We got to Lindesay’s place, a former school barracks that still retained the rustic feel that is typical of much of China: rooms around a central courtyard with some scraggly bushes and a well. After an enormous dinner, we went to bed around 8:30.

Lindesay woke us up at 3, and we set off in the dark with flashlights and jackets, chilled in the mountain air. We climbed a wooded route on a dirt-packed path, and as we climbed and the day gradually lightened,
we saw shapes on the mountain: the guard towers that dot the Wall like so many square knots.

Finally there was the Wall, stretched out and
golden in a sunrise that mixed clear blue sky with a few scattered clouds and a sun so orange it seemed unreal. It was the kind of vista that makes you gasp. Last year I wrote an essay for the Christian
Science Monitor about how this same sunrise trip helped me to decide to move to China.
(http://www.csmonitor.com/The-Culture/The-Home-Forum/2011/0713/China-s-Great-Wall-A-beautiful-barrier)

Lindesay had been giving us slices of history of the Wall and its people as we rested on our ascent. As we continued to scramble over rocks, up what is called the ox bow, the sun rose and got hotter, but the air was still dry and clean. One of the silver (or gray) linings to living in a polluted country is the newfound appreciation of every single day when the air is clear, the breeze is refreshing, and the land is green.

An added delight on this trip was taking our friends Susan and Rachael. Joanna and Rach have been pals since elementary school and have an easy companionship that matches my own long friendship with
Susan. Double bonus: their delight and astonishment at all things Chinese. (In fact, the delights of showing China to friends -- Anne, Caleb, Cynthia, Susan, Rachael -- will be the subject of another blog post soon.)

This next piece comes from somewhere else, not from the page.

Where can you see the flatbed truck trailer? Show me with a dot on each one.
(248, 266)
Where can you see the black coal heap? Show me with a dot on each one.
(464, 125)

It's a hard hike for knees, a scramble up something so steep you have to keep your head about a foot from the Wall angling up in front of you, and then down through rubble, stepping on rocks that once formed
the great structure that helped to protect the Chinese from Mongolian and other nomadic invaders and that now were strewn by weather and time and neglect into tripping hazards.

And on the second day, we did it again, this time going in a different direction on the Wall, and also getting to see vistas that made us gasp. It was worth getting up at 3 to see all this, even if I did pay the price in fatigue on Sunday by losing my cell phone not once but twice.

The second time was a permanent loss. Said the adorable Yoli, the WSJ assistant who helped us get the phone back the first time: “there is a Chinese word called "缘分(yuan fen)", which is a very subtle word that almost doesn't translate--it means a certain chemistry, fate or innate attachment...so I guess the Nokia phone kind of lack such 缘分 with its master.” She also advised me: “Get a new phone that's more emotionally attached to you.”

So that’s what I’ll do. Maybe the old phone was just jealous over my relationship with the Wall. Or maybe it didn't want to belong to a human who clearly specializes in dorky looks on the Wall.